Reduce server p95 write+read latency by ~12% (avg p95 2.65 → 2.33 ms) by mweiden · Pull Request #110 · mweiden/cass

mweiden · 2026-04-26T15:20:43Z

Summary

Driven by an autoresearch (/ratchet) loop on scripts/perf_compare.sh --cass-only over thread sweeps {1,2,4,8,16,32,64} at OPS=5000, RF=3, write/read CL=QUORUM. Metric: average of all 95th-percentile latency lines (READ + WRITE) emitted by examples/perf_client.rs across the seven thread counts.

Baseline: 2.6546 ms avg p95
After: 2.3307 ms avg p95
Improvement: −0.324 ms, −12.2%

Two of the four kept changes contributed nearly all of the gain (WAL mutex −7.6%, tracing filter −4%); the other two are smaller wins on the same hot path. Five other hypotheses were tested and discarded after regressions or no signal — see "Tried and rejected" at the bottom.

Kept changes

1. WAL: `tokio::Mutex<WalState>` → `std::sync::Mutex` (`src/wal.rs`)

Trial result: 2.6546 → 2.4536 ms (−7.6%, single largest win)

Wal::append is on the critical path of every write. Its critical section just does data.extend_from_slice(...) + data.push(b'\n') — fully synchronous, never awaits. With the previous tokio::sync::Mutex, every concurrent appender paid an async-mutex acquire (atomic CAS + potential wait queue + cooperative-yield logic) for what is microsecond-scale work. Under 64 concurrent client threads this serialized appends through async machinery designed for long critical sections.
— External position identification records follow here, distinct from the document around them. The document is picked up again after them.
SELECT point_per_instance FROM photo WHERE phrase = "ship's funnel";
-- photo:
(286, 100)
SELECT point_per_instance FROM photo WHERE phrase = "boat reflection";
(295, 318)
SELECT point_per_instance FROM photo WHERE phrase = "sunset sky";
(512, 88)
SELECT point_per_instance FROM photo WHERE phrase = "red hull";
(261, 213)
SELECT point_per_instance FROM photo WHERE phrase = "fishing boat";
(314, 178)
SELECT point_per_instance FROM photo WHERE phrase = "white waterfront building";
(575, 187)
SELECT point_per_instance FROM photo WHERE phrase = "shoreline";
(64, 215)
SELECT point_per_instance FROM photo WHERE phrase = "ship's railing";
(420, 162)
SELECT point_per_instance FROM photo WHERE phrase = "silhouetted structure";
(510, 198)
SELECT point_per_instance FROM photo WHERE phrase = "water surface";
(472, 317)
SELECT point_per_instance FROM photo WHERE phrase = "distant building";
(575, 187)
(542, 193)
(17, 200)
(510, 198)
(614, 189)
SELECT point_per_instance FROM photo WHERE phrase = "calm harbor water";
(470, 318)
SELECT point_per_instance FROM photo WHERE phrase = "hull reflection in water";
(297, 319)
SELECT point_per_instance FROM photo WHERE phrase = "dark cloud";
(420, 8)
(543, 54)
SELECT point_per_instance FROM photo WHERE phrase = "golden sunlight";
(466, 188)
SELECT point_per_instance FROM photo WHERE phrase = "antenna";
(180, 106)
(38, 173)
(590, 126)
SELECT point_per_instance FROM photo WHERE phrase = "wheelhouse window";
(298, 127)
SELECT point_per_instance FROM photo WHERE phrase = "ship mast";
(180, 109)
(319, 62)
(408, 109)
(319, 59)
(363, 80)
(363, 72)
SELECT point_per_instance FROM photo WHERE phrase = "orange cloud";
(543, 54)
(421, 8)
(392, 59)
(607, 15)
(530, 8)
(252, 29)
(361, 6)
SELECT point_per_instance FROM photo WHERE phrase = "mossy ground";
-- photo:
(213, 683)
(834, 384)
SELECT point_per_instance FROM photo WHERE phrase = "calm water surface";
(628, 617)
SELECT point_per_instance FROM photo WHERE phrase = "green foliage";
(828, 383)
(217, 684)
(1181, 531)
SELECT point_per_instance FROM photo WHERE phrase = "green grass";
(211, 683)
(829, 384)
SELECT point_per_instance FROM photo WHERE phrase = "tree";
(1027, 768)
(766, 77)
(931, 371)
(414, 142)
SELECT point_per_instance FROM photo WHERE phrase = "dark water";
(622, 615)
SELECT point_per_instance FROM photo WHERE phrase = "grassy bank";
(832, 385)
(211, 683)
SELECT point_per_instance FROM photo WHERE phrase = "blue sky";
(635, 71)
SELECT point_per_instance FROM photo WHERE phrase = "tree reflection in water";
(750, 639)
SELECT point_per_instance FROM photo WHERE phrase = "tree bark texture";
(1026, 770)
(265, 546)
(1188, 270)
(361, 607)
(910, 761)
flush_lock (which IS held across an await on storage.append) stays as tokio::Mutex. Only state switched. All WAL integration tests (wal_recovery_test, wal_error_test, wal_stress_test) pass.

2. MemTable: per-shard `tokio::sync::RwLock` → `std::sync::RwLock` (`src/memtable.rs`)

Trial result: 2.4536 → 2.4293 ms (~−1%, marginal but consistent)

Same pattern as the WAL: MemTable is sharded by murmur3 of the key, but each shard's lock was a tokio::sync::RwLock despite all critical sections being synchronous (HashMap::insert, .get(...).cloned(), etc.). All call sites in lib.rs already drop the guard before any await. memtable_test and downstream query_persistence_test / lsm_flush_test pass.

3. `apply_hints`: read-lock fast path (`src/cluster.rs`)

Trial result: 2.4293 → 2.4275 ms (within noise on its own)

Cluster::healthy_nodes calls apply_hints(&node) for every healthy replica on every coordinator request. The previous implementation unconditionally took a write lock on self.hints and called map.remove(node) — even though in steady state (no peer failures) the hints map is empty and the remove is a no-op. With QUORUM/RF=3 and 64 concurrent client threads, every request was serializing 3 write-lock acquires through one mutex.

The fix is a one-line short-circuit:

if !self.hints.read().await.contains_key(node) {
    return;
}

Read locks don't serialize with each other, so concurrent coordinator requests can all confirm "no hints" in parallel. Correctness is preserved: if a hint arrives between the read check and the would-be write, it'll be picked up by the next request — hint delivery is best-effort by design. hinted_handoff_test and cluster_execute_test pass.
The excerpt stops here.